In the final days of Peter Morgan’s Buckingham Palace, the cast and crew look back on the inimitable show.
The doors of Peter Morgan’s Buckingham Palace will open for the final time this fall, as his acclaimed series The Crown nears its long-anticipated conclusion. Over the course of a decade, the show has imagined the personal life of Queen Elizabeth II, matriarch of not only her sprawling, dynastic family, but also her nation and commonwealth. The innovative drama began with the queen’s coronation and early years of her rule and covered, over its five seasons, the expansion of the royal family; the maturation of her heir, Charles; the introduction of the People’s Princess, Diana Spencer; and the shifting public perception of the monarchy.
The sixth and final season of The Crown will continue to deliver exceptionally well-crafted storytelling, produced with a level of care and detail that not many series before or since have been able to achieve. For executive producer Suzanne Mackie, it is the people who have created the award-winning drama that make the show so extraordinary. “One of the things I’ve really loved about working on The Crown — apart from the quality of the filmmaking, Peter Morgan’s writing, and the directors and the cast — is the fact that the crew has been together since the very beginning,” says Mackie. “That means that we’ve become very close. We understand each other, and we can navigate challenges along the way in a much swifter and more economical way than maybe mounting a brand new show with brand new people.”

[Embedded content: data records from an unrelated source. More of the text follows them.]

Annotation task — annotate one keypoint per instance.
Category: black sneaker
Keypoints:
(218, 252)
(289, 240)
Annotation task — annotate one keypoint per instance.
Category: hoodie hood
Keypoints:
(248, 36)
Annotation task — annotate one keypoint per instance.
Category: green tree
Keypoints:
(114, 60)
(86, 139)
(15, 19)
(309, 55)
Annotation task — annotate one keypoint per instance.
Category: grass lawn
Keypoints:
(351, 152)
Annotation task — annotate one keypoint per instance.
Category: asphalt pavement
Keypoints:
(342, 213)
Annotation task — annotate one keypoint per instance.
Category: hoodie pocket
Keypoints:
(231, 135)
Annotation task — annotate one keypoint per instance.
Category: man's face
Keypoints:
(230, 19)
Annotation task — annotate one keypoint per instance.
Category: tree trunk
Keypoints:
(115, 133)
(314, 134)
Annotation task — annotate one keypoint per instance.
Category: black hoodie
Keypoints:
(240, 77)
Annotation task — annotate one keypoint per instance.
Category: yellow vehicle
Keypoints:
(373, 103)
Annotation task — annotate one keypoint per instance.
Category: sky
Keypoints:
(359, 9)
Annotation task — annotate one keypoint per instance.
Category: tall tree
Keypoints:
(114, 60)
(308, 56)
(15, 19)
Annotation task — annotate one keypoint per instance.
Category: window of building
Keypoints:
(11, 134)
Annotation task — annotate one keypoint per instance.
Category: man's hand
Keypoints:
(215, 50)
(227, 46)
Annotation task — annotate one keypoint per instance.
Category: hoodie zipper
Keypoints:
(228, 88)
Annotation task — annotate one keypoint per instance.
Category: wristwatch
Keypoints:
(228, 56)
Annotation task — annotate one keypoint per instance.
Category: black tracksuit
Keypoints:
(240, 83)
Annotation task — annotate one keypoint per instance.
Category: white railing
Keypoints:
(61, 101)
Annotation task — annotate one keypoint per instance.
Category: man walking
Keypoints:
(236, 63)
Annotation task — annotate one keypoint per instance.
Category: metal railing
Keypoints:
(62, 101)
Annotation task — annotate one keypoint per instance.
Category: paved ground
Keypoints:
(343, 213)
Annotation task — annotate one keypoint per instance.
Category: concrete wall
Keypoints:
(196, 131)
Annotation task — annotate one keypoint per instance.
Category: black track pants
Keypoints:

Season 5’s close saw the princess heading out for a summer holiday with the Al Fayed family, and viewers of The Crown who lived through the 90s know what lies just ahead in the final season: Diana’s tragic death and its reverberations throughout the royal family and the world. But where, exactly, the story ends won’t be revealed until the release of the final episode of Season 6, when The Crown closes the book on this telling of the life of Queen Elizabeth II.